Google self-driving car a big data project
Asked what inspired him to build the Google self-driving car, Sebastian Thrun mentions being at the DARPA Grand Challenge in 2003, a long distance competition for driverless cars, funded by the United States Department of Defense. Witnessing how these cars went up in flames after only a mile, he was convinced he could do better. When the US government proposed a million dollars for a research team able to build a self-driving car that could cross the desert, he took the challenge. He put together a team and spent a year in the front seat of a car writing computer code. Their car went on to win the Grand Challenge in 2005, completing the whole course.

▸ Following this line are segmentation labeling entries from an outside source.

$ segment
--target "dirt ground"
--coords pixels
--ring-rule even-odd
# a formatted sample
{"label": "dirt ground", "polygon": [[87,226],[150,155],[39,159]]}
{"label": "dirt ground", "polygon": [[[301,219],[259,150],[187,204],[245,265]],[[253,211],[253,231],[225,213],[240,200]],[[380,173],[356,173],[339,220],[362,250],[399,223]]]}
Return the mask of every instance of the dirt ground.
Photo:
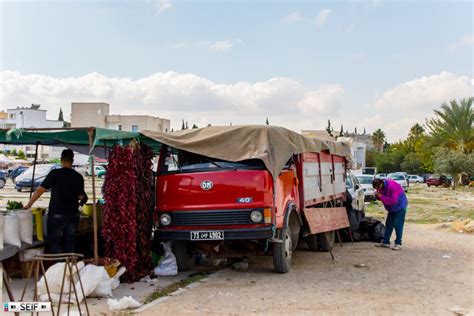
{"label": "dirt ground", "polygon": [[402,251],[364,242],[335,254],[332,262],[298,250],[285,275],[270,257],[256,258],[247,271],[220,271],[141,315],[474,315],[472,235],[408,223]]}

Since then a lot has changed. The invention of visual feedback using radar, cameras and sen-sors helped overcome the shortcomings of GPS, which could not keep a car centered on a lane for very long. And it became apparent that a driverless car had larger implications than just mili-tary use. On the one hand a “smart” car could make driving safer and reduce the millions of deaths caused by car accidents each year. On the other hand, automotive transport still is a billion-dollar industry and the second biggest expense in US households.
Thrun, at the time a professor of computer science at Stanford University, was then approached by Google. As he states in a video interview, his move from Stanford to Google was not mainly about the economic potential a self-driving car seemed to have; there was also another reason: “It’s not about the hardware itself, the car itself,” he says. “It’s really about the data. And what better place is there than Google with its large data centers and information processing?”
As it scans and analyzes its environment, capturing everything that it sees moving, the Google car gathers nearly 1 gigabyte of data per second, blending it all together to make its decisions while driving. According to analysts, this will be attracting the attention of regulators because a lot of privacy, cybersafety and security issues are involved. "It's extremely valuable data," IDC analyst Sheila Brennan says. "I can't argue that point. That data will be worth a lot, and it's still not clear, again, how the consumer will play out."
Big data might therefore even turn out to be a “major roadblock” to getting these cars on the road. Despite all the excitement over the advancements in autonomous vehicle technology, too many questions remain to be answered before the driverless car becomes a common sight.